Packaging Innovation
Packaging safety has become a real issue in the 20th century. Things like food preservation, transport and child safety are essential these days.
August 18, 2014

Packaging safety issues: looks aren’t everything

Packaging has to look good on the shelf in order to sell, yet it has to do more than that. Packaging has to deal with certain safety issues, too. Food packaging, for instance, has to preserve the product inside, while products containing harmful chemicals have to be child proof. Not to mention the transport safety requirements modern day products have to meet.

Packaging safety became an issue in the 20th century

Safety became a real issue in the packaging industry in the 20th century. Brands, terrified of being sued by injured customers invested millions upon millions in safety. It goes without saying that packaging can’t be ignored in this regard, as it plays a pivotal role in making a product safe for handling.

Packaging can have an impact on product safety in numerous ways, but we’ll restrict ourselves to three of the most pressing safety concerns in the packaging industry: food preservation, child safety and transport safety.

Food packaging safety

Food packaging serves two main functions: attracting customers and preventing food from going bad before they’re bought. In order to guarantee high quality products, food packaging has to meet certain standards. Whether it be vacuum or cold chain packaging, packaging designers have to come up with the right solution for each product.

Transport safety

As products these days often have to travel half the globe before ending up in a shopping cart, packaging has to make sure the items get there intact. Cushioning materials and cases have to be light-weight, take as little space in trucks as possible and be firm. ReBoard© case materials are among the most notable innovative solutions the industry has devised in recent years to tackle these concerns.

Child safety

Childproof packaging is of the utmost importance for a wide range of products like cleaning products, sharp kitchenware and products with small parts, for example.
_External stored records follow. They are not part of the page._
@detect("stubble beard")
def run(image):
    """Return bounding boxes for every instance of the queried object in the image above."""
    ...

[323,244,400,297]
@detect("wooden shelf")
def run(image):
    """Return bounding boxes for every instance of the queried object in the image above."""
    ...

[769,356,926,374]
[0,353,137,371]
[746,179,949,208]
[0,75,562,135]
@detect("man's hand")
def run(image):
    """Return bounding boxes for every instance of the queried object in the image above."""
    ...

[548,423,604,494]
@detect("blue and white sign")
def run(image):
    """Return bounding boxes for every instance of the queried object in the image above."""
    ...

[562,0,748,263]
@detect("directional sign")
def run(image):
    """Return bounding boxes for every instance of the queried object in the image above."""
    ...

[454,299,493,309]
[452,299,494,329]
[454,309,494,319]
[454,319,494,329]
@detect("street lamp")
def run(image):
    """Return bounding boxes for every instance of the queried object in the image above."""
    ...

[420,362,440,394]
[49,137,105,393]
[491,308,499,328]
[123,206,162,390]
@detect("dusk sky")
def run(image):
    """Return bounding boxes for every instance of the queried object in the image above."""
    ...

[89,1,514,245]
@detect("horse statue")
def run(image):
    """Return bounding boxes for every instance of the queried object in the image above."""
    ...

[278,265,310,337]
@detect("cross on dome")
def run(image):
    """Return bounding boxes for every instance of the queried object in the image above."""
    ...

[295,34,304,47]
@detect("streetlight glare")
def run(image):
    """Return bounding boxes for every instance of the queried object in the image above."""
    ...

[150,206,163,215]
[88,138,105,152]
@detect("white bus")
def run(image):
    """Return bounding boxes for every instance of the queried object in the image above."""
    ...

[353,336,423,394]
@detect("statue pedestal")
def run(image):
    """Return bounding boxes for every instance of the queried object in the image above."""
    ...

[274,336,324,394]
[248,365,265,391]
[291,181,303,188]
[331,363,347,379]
As far as medicine and drugs are concerned, child-safe bottles seem like the obvious way to go. That is, as long as adults and elderly people – who require medicine the most – can open the packaging without too much trouble. While this may seem evident, in reality there are a lot of pharmaceutical products that are nearly impossible to open, even for grown-ups.

Another issue is the packaging itself. Small children tend to put things in their mouths and packaging is no exception. This is ok when the packaging material is non-toxic and too big to swallow but when a toddler accidentally swallows a piece of plastic wrapper, that’s when things really start getting out of hand.

Safety is an important part of packaging and, therefore, should always be treated with care. Consequently continued investments are necessary!